What is the ABC approach?

ABC stands for antecedent (A), behaviour (B) and consequence (C). It is an observation tool that teachers can use to analyse what happened before, during and after a behaviour1.

All behaviour can be thought of as communication. The ABC approach can help you find out what a child is trying to say (e.g. express tiredness or frustration from a task being too hard), as well as what the child gets out of the behaviour (e.g. someone’s attention or an object they want).

Antecedents are all the things that happen leading up to a behaviour. They could be things like tiredness or hunger, which may increase the likelihood of a particular behaviour. It could also be triggers, like being given a difficult task or being asked to do something the child doesn’t want to do, that cause the behaviour.
When understanding a behaviour, consider:


  • What happened? What did the child say or do?
  • How often does it happen and for how long?
  • How intense was it?
The consequence is what happens immediately after the child’s behaviour. It may be what someone does as a reaction to the behaviour, such as giving attention or an object. It could also be the child escaping from an activity or situation, or getting sensory stimulation.
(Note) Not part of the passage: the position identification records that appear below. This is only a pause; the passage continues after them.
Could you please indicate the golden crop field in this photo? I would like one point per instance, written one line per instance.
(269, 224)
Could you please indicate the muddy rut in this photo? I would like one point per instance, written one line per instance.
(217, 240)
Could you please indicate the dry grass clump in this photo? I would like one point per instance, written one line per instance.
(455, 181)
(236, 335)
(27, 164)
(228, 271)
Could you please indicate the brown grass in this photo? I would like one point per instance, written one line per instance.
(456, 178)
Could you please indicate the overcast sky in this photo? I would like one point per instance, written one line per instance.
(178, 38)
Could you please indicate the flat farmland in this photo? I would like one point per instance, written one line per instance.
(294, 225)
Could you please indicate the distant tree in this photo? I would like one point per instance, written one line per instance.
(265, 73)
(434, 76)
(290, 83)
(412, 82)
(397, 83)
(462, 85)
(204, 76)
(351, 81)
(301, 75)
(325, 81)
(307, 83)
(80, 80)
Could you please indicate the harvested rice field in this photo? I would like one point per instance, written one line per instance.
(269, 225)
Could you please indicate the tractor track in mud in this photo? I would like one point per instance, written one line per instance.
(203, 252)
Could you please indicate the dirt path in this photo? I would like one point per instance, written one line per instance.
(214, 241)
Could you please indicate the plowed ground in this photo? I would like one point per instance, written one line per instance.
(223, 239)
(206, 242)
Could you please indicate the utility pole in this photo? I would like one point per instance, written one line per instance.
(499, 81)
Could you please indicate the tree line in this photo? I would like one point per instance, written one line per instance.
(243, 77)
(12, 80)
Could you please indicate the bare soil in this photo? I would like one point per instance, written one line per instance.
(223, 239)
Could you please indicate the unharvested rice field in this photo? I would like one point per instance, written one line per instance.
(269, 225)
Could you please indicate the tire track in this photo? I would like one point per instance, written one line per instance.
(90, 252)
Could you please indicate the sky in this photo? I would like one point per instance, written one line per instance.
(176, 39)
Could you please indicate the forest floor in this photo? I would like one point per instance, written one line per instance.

Why use the ABC approach in a classroom?

The ABC approach can be helpful in some classroom situations. It can help understand what leads to a behaviour, and whether a particular response may be increasing or decreasing the likelihood of it happening again. Using evidence-based strategies (like those found on AllPlay Learn) to guide behaviour through addressing the antecedents and consequences can be a helpful approach to reduce challenging behaviour.


Example 1

A class has been given some free time to play learning games on iPads. The teacher asks the class to pack up the iPad™ and sit back on the mat.
One student, Ruby, becomes agitated, refuses to return the iPad™ and keeps playing with it. This happens regularly and can last between 10-30 minutes. The behaviour is not severe, but disrupts the class and Ruby’s learning.
By refusing to follow instructions from the teacher, Ruby is able to continue to do what she wants, which is play with the iPad™. She is communicating a want.
  • Use a visual schedule. Cleary communicate how long each activity is and what’s coming next so children can be prepared for the change.
  • Set clear rules. Few rules that are short and simple work well. Ruby might benefit from visual reminders of the rules to help her know when it is time to pack up. This addresses the consequence stage, as it may help Ruby respond more appropriately.
  • Match teaching to interests and abilities. Engage students by considering what they like and can do. Think about using an iPad™ or computer in some lessons so Ruby can learn with the iPad™, not just have free time. This addresses the consequence stage and might help Ruby respond more positively when being asked to put away the iPad.
  • Sit students with positive role models. Sit students with other students who model positive behaviours. For example, get Ruby use the iPad™ with a friend who is likely to pack up when asked.

Example 2

It’s lunchtime and some Grade 6 students are playing a game of soccer on the oval. Tom touches the ball with his hand (which is against the rules). Another boy, Jake, sees him and says Tom needs to give the ball to the other team for a free kick. Tom doesn’t want to give the ball away and the two have an argument.
Tom gets angry, because Jake continues to tell him to hand over the ball. Tom punches Jake in the chest and takes the ball away. Tom has been known to get angry with others and has pushed other children over before. This behaviour is severe because Tom has physically hurt another student.
The consequence of Tom’s behaviour is that he was able to keep the ball for himself. His behaviour was his way of communicating that he wanted to keep the ball and that he wanted his team to win.
  • Set clear rules. Set rules for games at lunch time if needed. This could involve having a teacher supervise or be the referee with clear rules of behaviour and consequences communicated up front. For example, if anyone argues with the referee or if there is fighting, the game ends. This targets the antecedent, and might reduce the chance of this happening again.
  • Teach social skills. Teaching Tom social skills might help him communicate more appropriately with others through verbal communication rather than physical fighting. Role playing scenarios privately could be a good teaching approach. This targets the consequence, as it may help him communicate his desire to have the ball in a more socially oriented way.
  • Teach children about feelings. Make some time to teach Tom about emotions, particularly anger, perhaps by using emotion card games. A feelings thermometer might help in the classroom. Encourage Tom to recognise feelings and learn strategies to calm down. This targets the consequence, as it may help him respond to a similar situation more appropriately.

References
1. Dyer, K. (2013). Antecedent-behavior-consequence (ABC) analysis. Encyclopedia of autism spectrum disorders, 175-180.